Autre chose : avec l’élégante légèreté qui les caractérise, les cinq m’accusent de “diffuser des fausses informations” et de “rapporter des demi-informations “. Ils font allusion à la rumeur dont je m’étais faite l’écho, qui circulait en Tunisie, sur deux jeunes gens condamnés pour s’être embrassés dans la rue. L’information avait à ce point été prise au sérieux que, selon les 5 auteurs “des centaines de personnes se sont retrouvées sur une place du centre de Tunis pour un baiser collectif” (en réalité, les personnes qui ont organisé ce flash mob m’ont informée qu’elles étaient en tout neuf, six femmes et trois hommes). Mais pourquoi donc est-ce que moi, qui avant tout ne réside pas en Tunisie, j’aurais du décréter cette info fausse, avant même qu’elle ait été démentie ? Et puis, démentie par qui ? Peut-être par une dépêche du ministère de l’Intérieur ? On sait qu’en Tunisie, les rumeurs se diffusent rapidement, souvent suivies de démentis officiels, qui sont à leur tour démentis. Le fait est que le quotidien en ligne Tunisie Numérique a confirmé l’information au moins jusqu’au 16 janvier, dans un long dossier intitulé “Chronique d’un baiser interdit, volé et réprimé”.

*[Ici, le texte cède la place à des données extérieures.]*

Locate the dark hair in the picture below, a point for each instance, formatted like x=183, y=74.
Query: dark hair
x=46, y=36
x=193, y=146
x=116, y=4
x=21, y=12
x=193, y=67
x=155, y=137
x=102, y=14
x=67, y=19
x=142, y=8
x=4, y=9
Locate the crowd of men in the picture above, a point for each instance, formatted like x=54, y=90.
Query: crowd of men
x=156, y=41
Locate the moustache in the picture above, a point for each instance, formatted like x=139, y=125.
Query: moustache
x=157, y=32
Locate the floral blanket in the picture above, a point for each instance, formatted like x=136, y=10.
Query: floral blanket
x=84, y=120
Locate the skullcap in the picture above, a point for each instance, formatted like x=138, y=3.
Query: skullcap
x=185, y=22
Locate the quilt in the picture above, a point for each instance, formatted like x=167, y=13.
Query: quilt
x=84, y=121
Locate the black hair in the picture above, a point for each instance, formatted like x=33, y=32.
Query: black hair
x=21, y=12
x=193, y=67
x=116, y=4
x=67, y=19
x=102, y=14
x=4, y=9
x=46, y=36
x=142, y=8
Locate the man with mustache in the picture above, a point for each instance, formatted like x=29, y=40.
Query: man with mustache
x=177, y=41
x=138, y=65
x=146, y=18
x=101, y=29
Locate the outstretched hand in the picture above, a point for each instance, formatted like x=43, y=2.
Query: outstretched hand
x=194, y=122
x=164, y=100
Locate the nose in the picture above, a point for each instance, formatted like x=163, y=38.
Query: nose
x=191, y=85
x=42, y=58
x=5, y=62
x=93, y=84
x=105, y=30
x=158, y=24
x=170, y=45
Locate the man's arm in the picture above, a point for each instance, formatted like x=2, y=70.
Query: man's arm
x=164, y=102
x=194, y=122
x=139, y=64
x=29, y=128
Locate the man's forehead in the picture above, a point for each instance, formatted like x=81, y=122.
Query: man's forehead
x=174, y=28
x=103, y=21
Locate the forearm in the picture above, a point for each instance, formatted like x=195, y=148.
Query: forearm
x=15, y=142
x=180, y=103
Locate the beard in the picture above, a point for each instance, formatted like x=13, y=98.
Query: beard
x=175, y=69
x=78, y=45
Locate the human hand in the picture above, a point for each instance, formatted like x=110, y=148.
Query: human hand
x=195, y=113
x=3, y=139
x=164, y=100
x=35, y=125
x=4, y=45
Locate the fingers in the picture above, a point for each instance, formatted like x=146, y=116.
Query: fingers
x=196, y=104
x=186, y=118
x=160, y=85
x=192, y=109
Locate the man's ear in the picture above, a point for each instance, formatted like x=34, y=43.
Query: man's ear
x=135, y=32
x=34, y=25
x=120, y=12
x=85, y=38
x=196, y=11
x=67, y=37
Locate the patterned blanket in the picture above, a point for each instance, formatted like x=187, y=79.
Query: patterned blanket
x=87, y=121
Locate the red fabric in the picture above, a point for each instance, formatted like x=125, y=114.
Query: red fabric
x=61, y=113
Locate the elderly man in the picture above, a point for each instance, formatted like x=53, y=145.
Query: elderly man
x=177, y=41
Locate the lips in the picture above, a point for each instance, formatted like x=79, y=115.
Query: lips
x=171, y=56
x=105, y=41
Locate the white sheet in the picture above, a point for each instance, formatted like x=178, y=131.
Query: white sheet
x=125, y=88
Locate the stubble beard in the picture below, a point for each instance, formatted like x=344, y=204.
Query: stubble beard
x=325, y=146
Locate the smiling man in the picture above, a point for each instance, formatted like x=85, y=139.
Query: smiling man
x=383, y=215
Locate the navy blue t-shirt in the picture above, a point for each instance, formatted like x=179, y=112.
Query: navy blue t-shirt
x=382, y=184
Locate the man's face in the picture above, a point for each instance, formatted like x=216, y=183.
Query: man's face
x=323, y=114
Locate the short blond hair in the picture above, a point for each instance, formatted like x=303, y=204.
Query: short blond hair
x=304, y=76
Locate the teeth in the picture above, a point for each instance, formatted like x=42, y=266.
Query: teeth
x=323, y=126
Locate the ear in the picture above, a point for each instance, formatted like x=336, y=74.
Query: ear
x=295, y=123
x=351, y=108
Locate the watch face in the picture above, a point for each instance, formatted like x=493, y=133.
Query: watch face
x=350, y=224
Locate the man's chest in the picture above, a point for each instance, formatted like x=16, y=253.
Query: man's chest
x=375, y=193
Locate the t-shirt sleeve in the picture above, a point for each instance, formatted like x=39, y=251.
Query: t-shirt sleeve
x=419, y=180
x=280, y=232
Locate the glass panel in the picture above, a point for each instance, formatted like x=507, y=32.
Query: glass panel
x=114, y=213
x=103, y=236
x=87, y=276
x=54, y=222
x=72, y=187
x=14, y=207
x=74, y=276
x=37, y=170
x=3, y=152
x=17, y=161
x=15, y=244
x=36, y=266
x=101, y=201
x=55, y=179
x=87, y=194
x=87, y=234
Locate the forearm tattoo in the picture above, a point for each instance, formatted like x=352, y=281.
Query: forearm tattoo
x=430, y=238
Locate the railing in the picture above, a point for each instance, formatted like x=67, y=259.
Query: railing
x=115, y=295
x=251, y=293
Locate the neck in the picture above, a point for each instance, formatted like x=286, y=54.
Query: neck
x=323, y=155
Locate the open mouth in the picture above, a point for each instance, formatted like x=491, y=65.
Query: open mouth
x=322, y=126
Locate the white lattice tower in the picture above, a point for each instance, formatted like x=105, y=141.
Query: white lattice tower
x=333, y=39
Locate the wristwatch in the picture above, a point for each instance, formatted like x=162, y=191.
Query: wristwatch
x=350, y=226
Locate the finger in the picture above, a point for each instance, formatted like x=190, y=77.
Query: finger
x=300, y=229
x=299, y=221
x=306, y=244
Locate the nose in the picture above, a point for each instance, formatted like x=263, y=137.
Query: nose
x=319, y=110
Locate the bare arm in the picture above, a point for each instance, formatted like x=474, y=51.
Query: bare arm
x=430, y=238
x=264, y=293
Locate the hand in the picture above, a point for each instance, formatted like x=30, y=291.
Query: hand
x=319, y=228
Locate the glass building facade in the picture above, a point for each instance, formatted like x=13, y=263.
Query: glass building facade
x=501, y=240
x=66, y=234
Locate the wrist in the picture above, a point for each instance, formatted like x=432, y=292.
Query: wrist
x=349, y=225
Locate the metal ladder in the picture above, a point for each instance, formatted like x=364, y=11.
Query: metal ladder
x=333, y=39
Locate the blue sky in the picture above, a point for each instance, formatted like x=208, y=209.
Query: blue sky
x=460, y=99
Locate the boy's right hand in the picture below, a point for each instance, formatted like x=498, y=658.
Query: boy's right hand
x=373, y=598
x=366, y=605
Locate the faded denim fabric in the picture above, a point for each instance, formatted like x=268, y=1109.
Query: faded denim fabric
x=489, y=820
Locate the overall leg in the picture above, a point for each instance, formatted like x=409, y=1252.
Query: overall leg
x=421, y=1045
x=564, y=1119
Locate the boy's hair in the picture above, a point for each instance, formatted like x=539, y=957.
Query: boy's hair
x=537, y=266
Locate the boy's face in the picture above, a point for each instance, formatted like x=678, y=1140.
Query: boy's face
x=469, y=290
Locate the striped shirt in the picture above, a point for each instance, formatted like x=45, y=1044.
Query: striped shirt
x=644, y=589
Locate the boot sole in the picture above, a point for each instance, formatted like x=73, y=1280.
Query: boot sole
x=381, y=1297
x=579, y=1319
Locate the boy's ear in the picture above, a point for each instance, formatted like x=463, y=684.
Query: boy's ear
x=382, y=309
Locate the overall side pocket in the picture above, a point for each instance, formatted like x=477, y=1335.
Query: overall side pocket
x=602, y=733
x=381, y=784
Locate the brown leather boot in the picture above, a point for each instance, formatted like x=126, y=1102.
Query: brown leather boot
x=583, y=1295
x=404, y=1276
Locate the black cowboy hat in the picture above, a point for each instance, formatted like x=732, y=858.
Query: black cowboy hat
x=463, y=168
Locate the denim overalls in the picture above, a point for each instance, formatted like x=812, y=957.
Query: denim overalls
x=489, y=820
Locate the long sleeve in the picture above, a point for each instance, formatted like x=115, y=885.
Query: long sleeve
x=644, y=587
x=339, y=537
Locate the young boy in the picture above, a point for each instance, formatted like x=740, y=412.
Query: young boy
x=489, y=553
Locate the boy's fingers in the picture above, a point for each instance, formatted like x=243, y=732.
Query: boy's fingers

Enfin : il est dommage que les cinq censeurs ne s’arrêtent pas aux thèmes évoqués par mon article qu’il aurait été plus intéressant de discuter : mais ils n’étaient pas utilisables pour s’exercer à la chasse aux sorcières. Je ne veux pas seulement parler du phénomène des suicides publics par le feu, symptôme de malaise, de désespoir social et d’abandon de régions et de zones urbaines entières, mais aussi du rôle joué dans les événements récents par l’UGTT, la principale centrale syndicale. L’annulation de l’appel à la grève générale nationale de la part des sommets syndicaux, suivie de la signature solennelle, juste le 14 janvier, du “Pacte social” entre le gouvernement, l’UGTT et l’UTICA (l’organisation patronale), n’est-elle pas, peut-être, la répétition d’un schéma typique de l’ancien régime ? C’est ce que soutient une autre centrale syndicale, la CGTT, qui rappelle que le couple parti-syndicat uniques était un des piliers du régime despotique (voir : “La CGTT exprime sa consternation face au Pacte Social”, publié le 12 janvier par www.tuniscope.com et par d’autres sites).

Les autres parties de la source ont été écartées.